Mas Pulgarcito, como si no les hubiese oído, repitió a grito pelado: - ¿Qué quieren? ¿Van a llevarse todo lo que hay? Oyóle la cocinera, que dormía en una habitación contigua, e, incorporándose en la cama, se puso a escuchar. Los ladrones, asustados, habían echado a correr; pero al cabo de un trecho recobraron ánimos, y pensando que aquel diablillo sólo quería gastarles una broma, retrocedieron y le dijeron: - Vamos, no juegues y pásanos algo.
Entonces Pulgarcito se puso a gritar por tercera vez con toda la fuerza de sus pulmones: - ¡Se los daré todo enseguida; sólo tienen que alargar las manos! La criada, que seguía al acecho, oyó con toda claridad sus palabras y, saltando de la cama, precipitóse a la puerta, ante lo cual los ladrones echaron a correr como alma que lleva el diablo.

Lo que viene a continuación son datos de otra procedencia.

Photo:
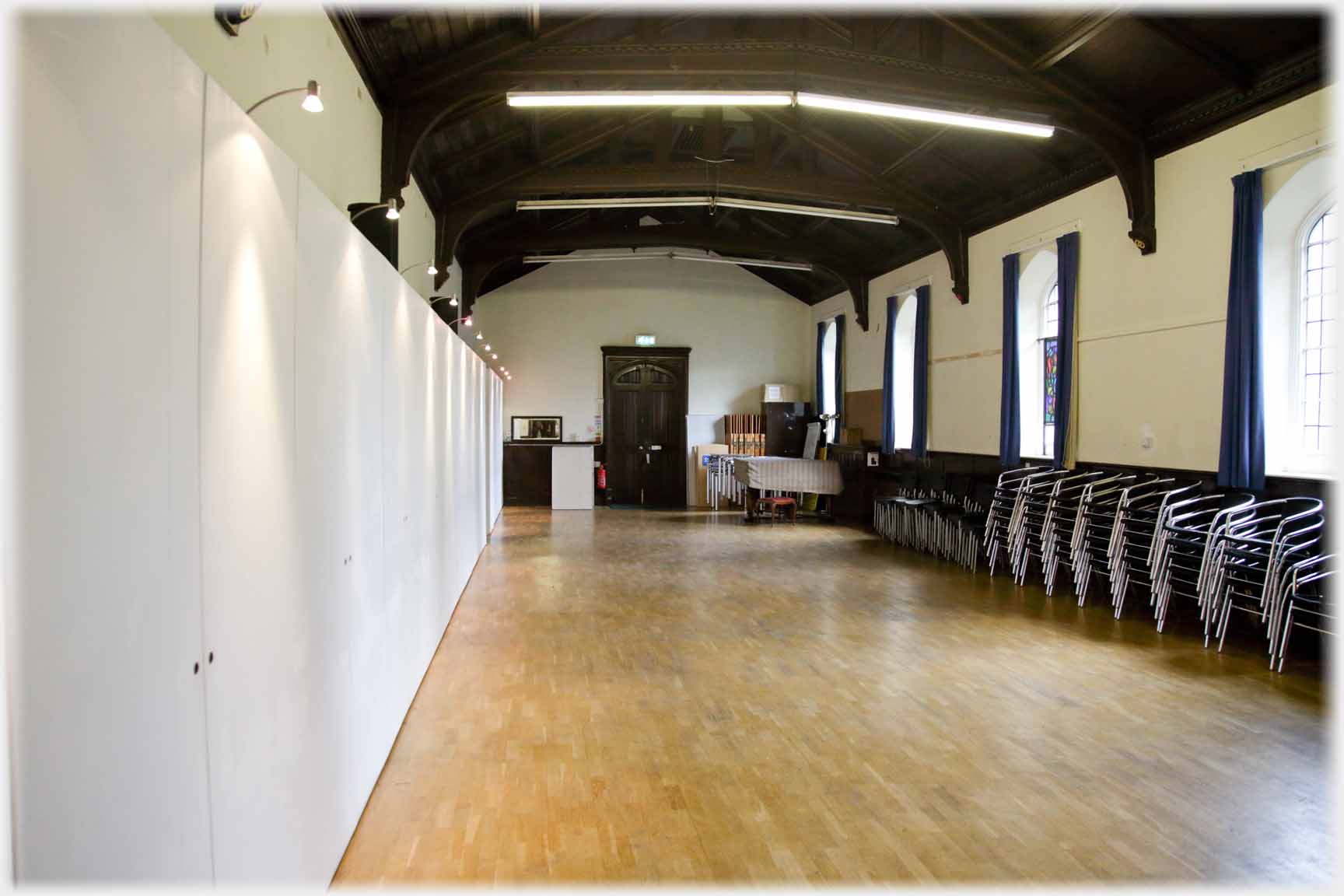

La criada, al no ver nada sospechoso, salió a encender una vela, y Pulgarcito se aprovechó de su momentánea ausencia para irse al pajar sin ser visto por nadie. La doméstica, después de explorar todos los rincones, volvió a la cama convencida de que había estado soñando despierta.
Pulgarcito trepó por los tallitos de heno y acabó por encontrar un lugar a propósito para dormir. Deseaba descansar hasta que amaneciese, y encaminarse luego a la casa de sus padres.
Pero aún le quedaban por pasar muchas otras aventuras. ¡Nunca se acaban las penas y tribulaciones en este bajo mundo! Al rayar el alba, la criada saltó de la cama para ir a alimentar al ganado. Entró primero en el pajar y tomó un brazado de hierba, precisamente aquella en que el pobre Pulgarcito estaba durmiendo.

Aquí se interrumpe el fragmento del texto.